Nuovo padiglione nel carcere, allarme per la carenza di agenti

La Fns Cisl segnala gravi criticità legate all’apertura della nuova sezione detentiva senza un rafforzamento dell’organico della Polizia penitenziaria. Servono almeno 30 unità aggiuntive per garantire sicurezza e servizi

Il carcere di Brindisi

Il carcere di Brindisi

BRINDISI - L’imminente apertura di un nuovo padiglione detentivo all’interno della Casa circondariale di Brindisi rischia di generare una situazione di forte criticità sul piano della sicurezza e della gestione interna, in assenza di un adeguato incremento dell’organico della Polizia penitenziaria. A lanciare l’allarme è la Fns Cisl Taranto Brindisi, che denuncia una condizione già oggi al limite della sostenibilità.

Secondo il sindacato, il personale attualmente in servizio opera in uno stato di grave sofferenza organizzativa, caratterizzato da turnazioni prolungate, ricorso continuo allo straordinario e carichi di lavoro ormai non più compatibili con una corretta gestione dell’istituto. In questo contesto, l’attivazione di nuovi spazi detentivi senza l’arrivo di nuove unità viene definita un serio fattore di rischio per l’ordine interno e per l’incolumità degli operatori.

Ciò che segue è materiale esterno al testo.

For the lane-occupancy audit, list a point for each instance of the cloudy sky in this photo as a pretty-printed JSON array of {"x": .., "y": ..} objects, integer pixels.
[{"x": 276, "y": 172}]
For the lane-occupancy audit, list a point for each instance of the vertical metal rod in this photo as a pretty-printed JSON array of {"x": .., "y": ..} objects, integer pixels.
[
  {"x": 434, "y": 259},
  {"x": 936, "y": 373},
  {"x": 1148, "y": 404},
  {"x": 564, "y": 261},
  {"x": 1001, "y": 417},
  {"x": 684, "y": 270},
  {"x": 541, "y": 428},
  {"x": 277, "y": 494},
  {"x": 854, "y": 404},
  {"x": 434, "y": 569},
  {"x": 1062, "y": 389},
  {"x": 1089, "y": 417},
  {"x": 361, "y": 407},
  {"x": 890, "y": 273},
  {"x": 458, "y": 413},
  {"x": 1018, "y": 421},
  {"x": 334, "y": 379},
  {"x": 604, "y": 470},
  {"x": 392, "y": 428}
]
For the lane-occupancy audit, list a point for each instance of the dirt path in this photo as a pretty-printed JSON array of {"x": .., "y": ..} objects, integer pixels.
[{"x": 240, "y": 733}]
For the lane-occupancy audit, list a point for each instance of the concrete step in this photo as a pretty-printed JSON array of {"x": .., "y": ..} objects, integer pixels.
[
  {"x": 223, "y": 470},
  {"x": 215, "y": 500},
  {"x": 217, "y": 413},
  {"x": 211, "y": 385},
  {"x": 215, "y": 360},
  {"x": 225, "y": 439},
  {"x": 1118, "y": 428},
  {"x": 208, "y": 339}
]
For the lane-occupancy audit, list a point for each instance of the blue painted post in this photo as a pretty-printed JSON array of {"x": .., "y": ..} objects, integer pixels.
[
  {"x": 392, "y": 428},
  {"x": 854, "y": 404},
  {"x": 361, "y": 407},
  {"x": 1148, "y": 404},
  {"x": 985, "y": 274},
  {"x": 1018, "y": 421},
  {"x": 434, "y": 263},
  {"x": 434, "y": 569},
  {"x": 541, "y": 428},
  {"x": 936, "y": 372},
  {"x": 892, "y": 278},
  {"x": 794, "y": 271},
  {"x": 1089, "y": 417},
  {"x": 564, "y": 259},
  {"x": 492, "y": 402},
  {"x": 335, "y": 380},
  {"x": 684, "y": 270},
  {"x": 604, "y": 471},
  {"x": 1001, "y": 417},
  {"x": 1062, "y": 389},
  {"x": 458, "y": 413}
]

Il quadro, spiegano dalla Fns Cisl, è destinato a peggiorare ulteriormente nei prossimi anni. Tra il 2026 e il 2027 sono infatti previsti circa 20 pensionamenti, ai quali si aggiungerà l’assenza temporanea di circa 7 agenti impegnati nel corso per sovrintendenti. A incidere sulla disponibilità effettiva dell’organico contribuiscono anche le lunghe convalescenze disposte dalla Commissione Medica Ospedaliera e le assenze legate ad aspettative speciali e permessi studio.

Per garantire il funzionamento continuativo H24 dell’istituto, assicurando adeguati livelli di sicurezza, vigilanza e gestione dei servizi dopo l’apertura del nuovo padiglione, il sindacato stima come indispensabile l’assegnazione di almeno 30 agenti di Polizia penitenziaria in più rispetto all’attuale dotazione.

La Fns Cisl Taranto Brindisi giudica inaccettabile l’ampliamento delle strutture carcerarie senza un parallelo investimento sulle risorse umane, ribadendo che la tenuta del sistema penitenziario dipende in primo luogo dal personale e non dalle infrastrutture. Il sindacato conferma infine lo stato di attesa per risposte concrete da parte delle amministrazioni competenti.